Die Pflichtteilsentziehungsgründe sind für alle Pflichtteilsberechtigten einheitlich in § 2333 BGB geregelt. Nach § 2333 Abs. 1 Nr. 4 BGB kann dem Pflichtteilsberechtigten der Pflichtteil wirksam entzogen werden, wenn dieser wegen einer vorsätzlichen Straftat zu einer Freiheitsstrafe von mindestens 1 Jahr ohne Bewährung verurteilt wurde. Als zusätzliches Tatbestandsmerkmal muss allerdings hinzukommen, dass die Teilhabe des Pflichtteilsberechtigten am Nachlass deshalb für den Erblasser unzumutbar ist.
Das Gesetz verlangt das Vorliegen eines der in § 2333 BGB abschließend angeführten Entziehungsgründe. Die aufgezählten Gründe sind nicht analogiefähig.
Auch sind die formalen Voraussetzungen für eine wirksame Entziehung nur sehr schwer zu erfüllen. Notwendig ist die Wiedergabe eines "konkreten Kernsachverhalts" in der Verfügung von Todes wegen. Eine lediglich abstrakte Darstellung der Entziehungsgründe ist nicht ausreichend. Durch das Verlangen einer konkreten Sachverhaltsdarstellung soll verhindert werden, dass die Erben nach dem Tod des Erblassers weitere Entziehungsgründe nachschieben.
Rz. 65
Der Grund der Entziehung muss in der Verfügung von Todes wegen angegeben werden. Dabei müssen sich bei der Pflichtteilsentziehung wegen einer Straftat auch die Gründe der Unzumutbarkeit für die Teilhabe am Nachlass aus der letztwilligen Verfügung ergeben. Welche Anforderungen an die Darlegung der Gründe für die Unzumutbarkeit zu stellen sind, richtet sich nach dem Einzelfall, wobei regelmäßig die Schwere der Tat eine Rolle spielt. Je gravierender die Tat, desto eher wird sich die Unzumutbarkeit bereits aus der Tatbegehung ergeben und desto geringer werden die Anforderungen an die Darlegung der Gründe der Unzumutbarkeit sein. Dass damit auch subjektive Kriterien in der Verfügung von Todes wegen anzuführen sind, führt zu einer schwer zu erfüllenden Voraussetzung. Vor diesem Hintergrund sollten deshalb in der Verfügung von Todes wegen ausführlich und detailliert die Umstände vorgetragen werden, die es für den Erblasser unzumutbar erscheinen lassen, den Pflichtteilsberechtigten am Nachlass zu beteiligen.

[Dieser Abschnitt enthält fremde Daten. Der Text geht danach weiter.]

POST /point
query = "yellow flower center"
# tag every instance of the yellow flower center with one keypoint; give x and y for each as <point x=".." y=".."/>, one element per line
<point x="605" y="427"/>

Das OLG Saarbrücken hat sich ausführlich mit den Voraussetzungen einer Pflichtteilsentziehung auseinandergesetzt. Lesenswert sind auch die Anmerkungen von Litzenburger zu der Entscheidung.
Das OLG Oldenburg hat in einer jüngeren Entscheidung folgende grundlegenden Aussagen zu einer Pflichtteilsentziehung gemacht: Für die Entziehung des Pflichtteils wegen einer Straftat spielt es keine Rolle, ob der Pflichtteilsberechtigte von seinem Verhalten bzw. Lebenswandel abrückt. Es reicht daher auch eine Jahrzehnte zurückliegende Tat. Für die erforderliche Darlegung des Entziehungsgrundes in der letztwilligen Verfügung genügt die Angabe eines Sachverhaltskerns. Die Anforderungen an die Konkretisierung dürfen nicht überspannt werden. Hinsichtlich der Unzumutbarkeit der Teilhabe des Abkömmlings am Nachlass für den Erblasser besteht eine Art Wechselwirkung zwischen der Schwere der Tat und der Unzumutbarkeit. Je schwerer die Straftat, desto knapper kann die Darstellung ausfallen.
Die Pflichtteilsentziehung spielt in der täglichen Praxis nach wie vor eine untergeordnete Rolle. Aus diesem Grund soll dieses Thema auch an dieser Stelle nicht weiter vertieft werden.
II. Pflichtteilsbeschränkung in guter Absicht
Rz. 66
Gemäß § 2338 BGB ist eine Pflichtteilsbeschränkung möglich, wenn sich ein Abkömmling in solchem Maße der Verschwendung ergeben hat oder in einem solchem Maße überschuldet ist, dass sein späterer Erwerb des Nachlasses erheblich gefährdet erscheint.
Das Gestaltungsziel des § 2338 BGB ist ...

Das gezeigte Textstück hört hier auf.